Prime Minister John Key has admitted hand-picking old family friend Ian Fletcher to head up the GCSB. State Services Commissioner Iain Rennie says there's nothing wrong with that because, unlike core public service roles, the head of the GCSB can be shoulder-tapped by a minister.

But where there's smoke, there's fire, and nothing illustrates this more than the extraordinary public comments by former GCSB head Sir Bruce Ferguson who suggested the appointment should have been an apolitical process. He chipped in that morale at the GCSB was "as low as ever".

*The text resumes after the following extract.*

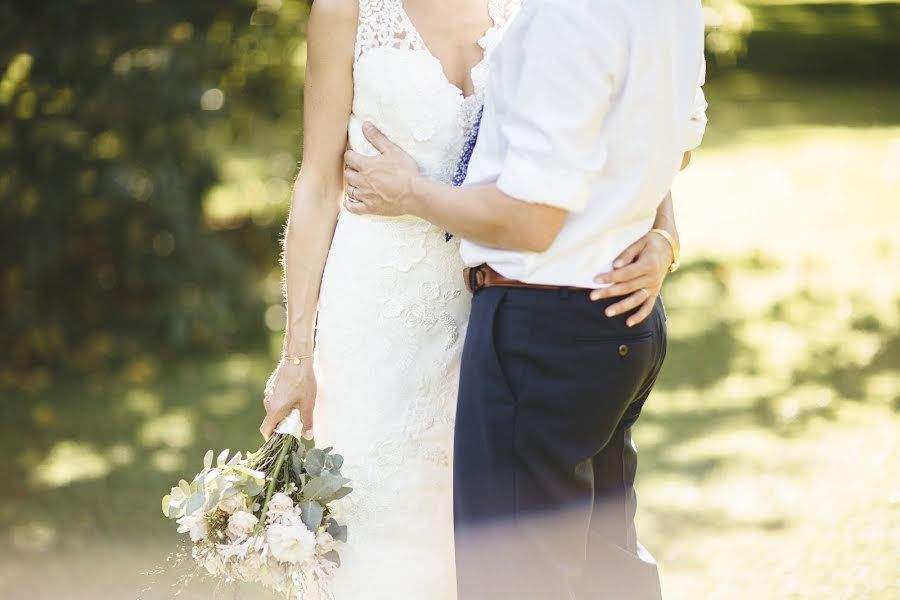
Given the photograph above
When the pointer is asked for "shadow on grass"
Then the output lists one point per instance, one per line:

Mr Rennie said the shortlist of candidates was rejected in 2011 because they were not best placed to implement the changes needed at GCSB. This suggests something was up with the GCSB at least two years ago.

But after the GCSB was caught spying illegally on NZ resident Kim Dotcom, Mr Key seconded Cabinet secretary Rebecca Kitteridge to the GCSB to find out why the illegal spying happened.

She reported back on Tuesday.

Mr Key said he would describe the recommendations "as a major overhaul of the GCSB" which his man Mr Fletcher would personally implement. But something doesn't add up. The SSC has now acknowledged major changes were needed at the GCSB two years ago and Mr Fletcher was appointed to make those changes. Yet the report released on Tuesday makes it sound like the need for major change has only just been discovered.

So what has Mr Fletcher been doing? What happened at the GCSB even two years ago that warrants such drastic restructuring and have our private communications been compromised along the way?